Kitaplara adanmış bir ömrün ardından

Mezar taşları sadece görünüşleriyle değil, üzerlerine yazılmış nice ibretli cümlelerle de tam bir hikmet hazineleridir.

İnsanın, dünyanın, hayatın ve eşyanın künhüne

vakıf olabilmek için mezar taşları arasında gerçekleştirilecek küçük bir seyahat yeter de artar bile.

İşte insanın bugününü ve yarınını özetleyen veciz bir mezar taşı yazısı;

"En insan! Dün bende senin gibiydim.

Unutma ki yarın sende benim gibi olacaksın!''

SÖZÜN BİTTİĞİ YER

Kadim dostum Kamil Büyüker aradı.

"Hocam sana acı bir haberim var" dedi ve

şöyle devam etti:

"Sizlere ömür, Ömer Ziya Belviranlı ağabey dar-ı bekaya irtihal eyledi."

Her ikimizde "Allah rahmet eylesin.Mekanı cennet olsun" dedikten sonra telefonda öylece kalakaldık.

Çünkü, artık ölüm konuşuyordu.

Ve biz sözün bittiği yerdeydik.

Haberi Kamil Büyüker vermişti. Çünkü Ömer Ziya Belviranlı ağabey ortak dostumuzdu. Merhumu birlikte defaatle ziyaret etmiş, hoş sohbetinden müstefid olmuştuk.

HİÇ UNUTMAM

2015 yılıydı.

İstanbul'a yeni gelmiştim. Şehri keşfetmek için İstanbul'u köşe bucak dolaşıyordum. Şehrin selatin camilerden sonra ilk durağım Cağaloğlu olmuştu. Cağaloğlu o günlerde kitap kokulu bir muhit idi. Kiralar uygun, Kitap evleri cıvıl cıvıl. Kitaplarda bugünkü gibi ateş pahası değildi. Her gün birkaç tane yayınevine uğruyor, yayınevi sahipleri, çalışanları ve müdavimleri ile dostluk köprüleri kurmaya çalışıyordum.

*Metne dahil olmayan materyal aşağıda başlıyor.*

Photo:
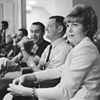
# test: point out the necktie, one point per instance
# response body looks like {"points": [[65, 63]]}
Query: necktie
{"points": [[4, 36], [49, 53]]}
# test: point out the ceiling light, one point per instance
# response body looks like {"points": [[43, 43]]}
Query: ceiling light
{"points": [[31, 2], [28, 7]]}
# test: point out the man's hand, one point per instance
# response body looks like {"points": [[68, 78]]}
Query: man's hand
{"points": [[19, 80], [19, 90], [24, 40]]}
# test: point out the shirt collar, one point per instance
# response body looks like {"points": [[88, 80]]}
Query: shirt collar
{"points": [[56, 42]]}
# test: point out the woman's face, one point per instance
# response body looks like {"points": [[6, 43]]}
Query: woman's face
{"points": [[75, 32]]}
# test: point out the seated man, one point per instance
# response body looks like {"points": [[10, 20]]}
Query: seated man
{"points": [[50, 59], [37, 33], [15, 50], [6, 41]]}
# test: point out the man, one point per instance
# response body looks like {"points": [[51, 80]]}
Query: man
{"points": [[6, 35], [15, 50], [37, 31], [60, 49]]}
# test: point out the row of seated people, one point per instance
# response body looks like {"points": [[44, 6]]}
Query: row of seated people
{"points": [[37, 59], [77, 69]]}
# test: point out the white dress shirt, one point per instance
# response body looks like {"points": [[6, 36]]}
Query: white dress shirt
{"points": [[60, 50], [80, 75]]}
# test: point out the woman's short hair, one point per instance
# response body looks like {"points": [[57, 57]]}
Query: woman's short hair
{"points": [[84, 14]]}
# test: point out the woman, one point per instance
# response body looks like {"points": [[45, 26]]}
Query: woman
{"points": [[80, 75]]}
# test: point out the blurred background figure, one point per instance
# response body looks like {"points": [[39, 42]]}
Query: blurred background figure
{"points": [[6, 38]]}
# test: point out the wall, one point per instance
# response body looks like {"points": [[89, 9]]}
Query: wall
{"points": [[37, 14]]}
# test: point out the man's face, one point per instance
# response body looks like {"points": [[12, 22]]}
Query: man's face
{"points": [[51, 29], [1, 26], [36, 33], [20, 35]]}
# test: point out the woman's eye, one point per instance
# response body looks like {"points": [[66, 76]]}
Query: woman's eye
{"points": [[67, 25], [74, 24]]}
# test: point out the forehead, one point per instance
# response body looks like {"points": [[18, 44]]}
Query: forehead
{"points": [[35, 27], [72, 20], [19, 33], [51, 21]]}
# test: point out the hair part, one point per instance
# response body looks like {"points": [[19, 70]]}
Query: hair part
{"points": [[59, 21], [41, 25], [24, 31], [84, 14], [5, 24]]}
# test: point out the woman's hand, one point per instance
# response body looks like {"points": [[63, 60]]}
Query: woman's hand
{"points": [[19, 80], [19, 90]]}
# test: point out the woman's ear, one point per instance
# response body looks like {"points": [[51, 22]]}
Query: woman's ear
{"points": [[86, 30], [60, 28]]}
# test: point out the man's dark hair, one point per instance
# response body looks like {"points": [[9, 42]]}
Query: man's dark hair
{"points": [[5, 24], [59, 21], [24, 31], [40, 24]]}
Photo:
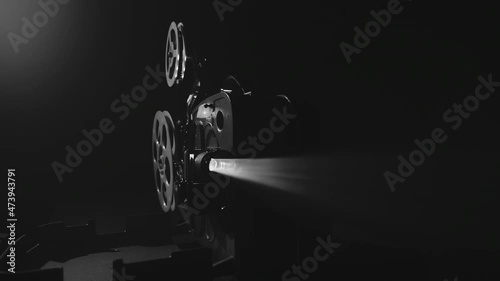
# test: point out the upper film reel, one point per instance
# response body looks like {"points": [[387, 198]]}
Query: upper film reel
{"points": [[175, 54]]}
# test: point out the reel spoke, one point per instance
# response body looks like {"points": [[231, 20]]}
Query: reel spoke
{"points": [[163, 159]]}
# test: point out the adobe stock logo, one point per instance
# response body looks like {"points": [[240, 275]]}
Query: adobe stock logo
{"points": [[372, 29], [50, 8]]}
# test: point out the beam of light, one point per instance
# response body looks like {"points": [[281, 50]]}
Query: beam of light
{"points": [[298, 175]]}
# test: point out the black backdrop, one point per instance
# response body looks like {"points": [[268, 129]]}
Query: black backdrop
{"points": [[396, 90]]}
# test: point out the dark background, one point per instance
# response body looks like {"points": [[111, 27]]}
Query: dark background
{"points": [[370, 111]]}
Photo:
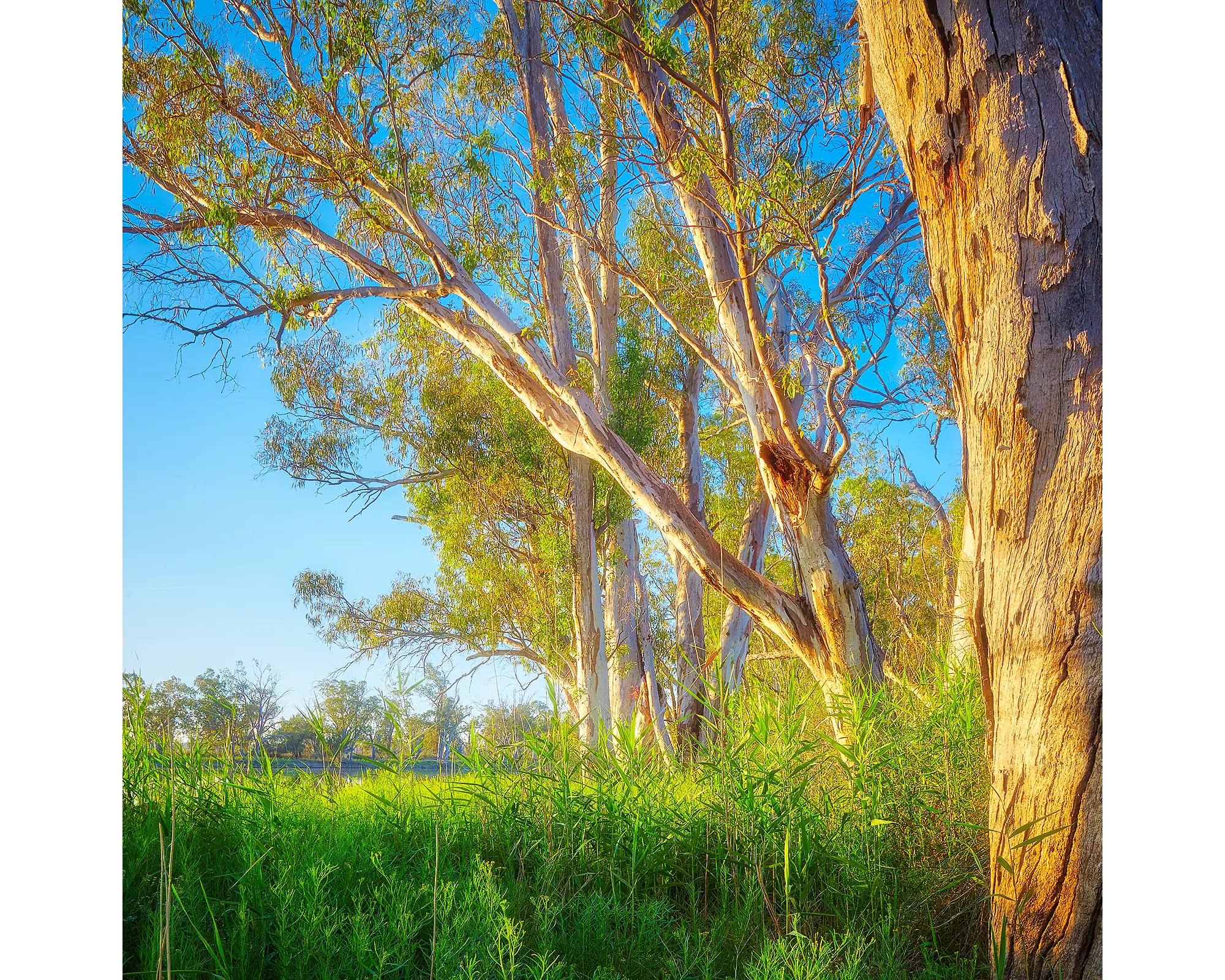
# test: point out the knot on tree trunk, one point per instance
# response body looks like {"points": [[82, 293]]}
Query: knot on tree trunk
{"points": [[793, 475]]}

Pınar , Timaş, Kitabevi, Dergah, Şule, Çizgi, Kayıhan, İz, Beyan derken yolum Marifet Yayınevine düşmüştü. Merhum Ömer Ziya Belviranlı ağabeyim ile de o yayınevinde tanıştık. Bir anda 40 yıllık dostluğa dönüşen o coşku, duygu ve heyecan dolu tanışmayı hiç unutamam. Ömer Ziya ağabey "tanıştığımıza memnun oldum" cümlesini diliyle değil, tepeden tırnağa bütün azaları ile söylemişti.

SOHBET, MUHABBET, NEZAKET

10 yıllık bir zaman zarfında kendisini tanıdığım kadarıyla merhum Ömer Ziya Belviranlı ağabey öncelikle bir dert adamıydı. Onun bir derdi, bir davası, bir gayesi, bir de duası vardı. Bir gayret adamıydı Ömer Ziya Belviranlı ağabey. Hedefine ulaşmak, muradına erişmek için bir ömür durmadan gayret gösterdi. Ömer Ziya Belviranlı ağabeyin en güzel özelliklerinden biri de onun bir sohbet adamı olmasıydı. Dostlarıyla bir araya gelip uzun uzun sohbet etmeyi ne kadar da severdi. O, sohbeti samimi ve daimi bir muhabbete dönüştürmeyi başarmış nadir şahsiyetlerden biriydi.

Ömer Ziya Belviranlı ağabeyin hayatıyla hakkını verdiği erdemlerden biri de nezaketti. Merhum, baştan ayağa tepeden tırnağa tam bir nezaket adamıydı. Onun hayatında şu iki Z'nin yeri ve değeri çok büyüktü. Ziyaret ve ziyafet. Merhum karşılıklı gelip gitmeyi ve yedirip içirmeyi fevkalade çok severdi.